Он опять немного подумал.
– Ну что ж, – сказал он, – хочешь, как всегда, себя побаловать.
– Но разве тебе от этого будет плохо?
– Не будет, конечно, – сказал он нахмурившись. – Куй железо, пока горячо, как говорится.
– А знаешь, что я еще придумала? – вдруг выпалила она. – Меня осенило сию минуту. Ты возведен в рыцарское достоинство. И теперь ты «Рыцарь пламенеющего пестика»[22].
– Ха! Ну а ты? Леди пламенеющей ступки.
– Вот здорово! – воскликнула она.
– Выходит, Джон Томас теперь сэр Джон. Под стать своей леди Джейн.
– Ура! Джон Томас посвящен в рыцари. Я вся в цветах, и сэра Джона тоже надо осыпать цветами!
И Конни воткнула две розовые смолевки в облако золотистых волос внизу его живота.
– Вот! – сказала она. – Очаровательно. Просто очаровательно, сэр Джон. Будешь помнить свою леди Джейн.
Затем украсила незабудками темные волосы над сосками и поцеловала его соски.
– Ишь, сделала из меня алтарь, – рассмеялся он, и цветы с его груди так и посыпались.
– Подожди, – сказал он и пошел открыть дверь.
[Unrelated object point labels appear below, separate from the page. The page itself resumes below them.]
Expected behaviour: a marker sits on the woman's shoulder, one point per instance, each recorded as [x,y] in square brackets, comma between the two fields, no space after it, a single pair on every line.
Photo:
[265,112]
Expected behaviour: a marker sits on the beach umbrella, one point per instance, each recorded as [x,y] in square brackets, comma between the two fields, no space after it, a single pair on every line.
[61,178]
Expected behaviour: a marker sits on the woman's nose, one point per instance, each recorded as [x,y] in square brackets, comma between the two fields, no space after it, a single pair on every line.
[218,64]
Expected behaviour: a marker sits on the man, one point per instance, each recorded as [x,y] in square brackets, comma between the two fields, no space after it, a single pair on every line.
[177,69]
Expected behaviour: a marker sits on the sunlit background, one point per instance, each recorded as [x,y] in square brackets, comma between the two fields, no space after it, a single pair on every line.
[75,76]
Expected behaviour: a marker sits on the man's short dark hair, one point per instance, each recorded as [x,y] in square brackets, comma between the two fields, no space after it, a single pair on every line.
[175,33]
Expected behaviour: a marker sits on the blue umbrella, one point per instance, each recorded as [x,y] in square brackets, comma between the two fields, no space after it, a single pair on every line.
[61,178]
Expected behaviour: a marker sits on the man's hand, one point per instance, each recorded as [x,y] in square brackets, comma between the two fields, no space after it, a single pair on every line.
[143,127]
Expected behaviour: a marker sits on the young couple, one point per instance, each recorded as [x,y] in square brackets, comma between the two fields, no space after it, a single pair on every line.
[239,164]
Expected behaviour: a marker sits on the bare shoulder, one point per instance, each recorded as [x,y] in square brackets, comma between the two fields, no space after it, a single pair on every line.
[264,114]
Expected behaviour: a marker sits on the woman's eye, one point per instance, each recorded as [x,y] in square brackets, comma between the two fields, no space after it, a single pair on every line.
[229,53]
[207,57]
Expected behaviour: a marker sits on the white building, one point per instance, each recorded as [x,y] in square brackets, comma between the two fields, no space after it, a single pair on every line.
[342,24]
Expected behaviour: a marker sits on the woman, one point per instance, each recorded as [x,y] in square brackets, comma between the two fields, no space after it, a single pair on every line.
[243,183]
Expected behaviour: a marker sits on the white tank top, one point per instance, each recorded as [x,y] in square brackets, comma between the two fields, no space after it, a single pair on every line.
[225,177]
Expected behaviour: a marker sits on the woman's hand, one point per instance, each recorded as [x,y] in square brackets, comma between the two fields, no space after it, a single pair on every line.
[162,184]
Флосси, лежавшая на пороге, поднялась и посмотрела на него.
– Лежи, лежи, это я! – сказал он.
Дождь перестал. Всюду был разлит влажный, тяжелый, полный весенних ароматов покой. Заметно вечерело.
Он вышел и двинулся в сторону, противоположную верховой тропе. Конни провожала взглядом его тонкую белую фигуру, и он показался ей призраком, привидением, уходящим от нее, готовым раствориться в воздухе.
Вот его фигуру поглотил лес, и сердце у нее екнуло. Она стояла в двери сторожки, завернувшись в одеяло, вглядываясь во влажную, неподвижную тишину.
А он уже возвращался легкой пружинистой походкой. Она немного побаивалась его, он представлялся ей неким мифическим существом. Подойдя ближе, он взглянул ей прямо в глаза, но она еще не умела читать его взгляд.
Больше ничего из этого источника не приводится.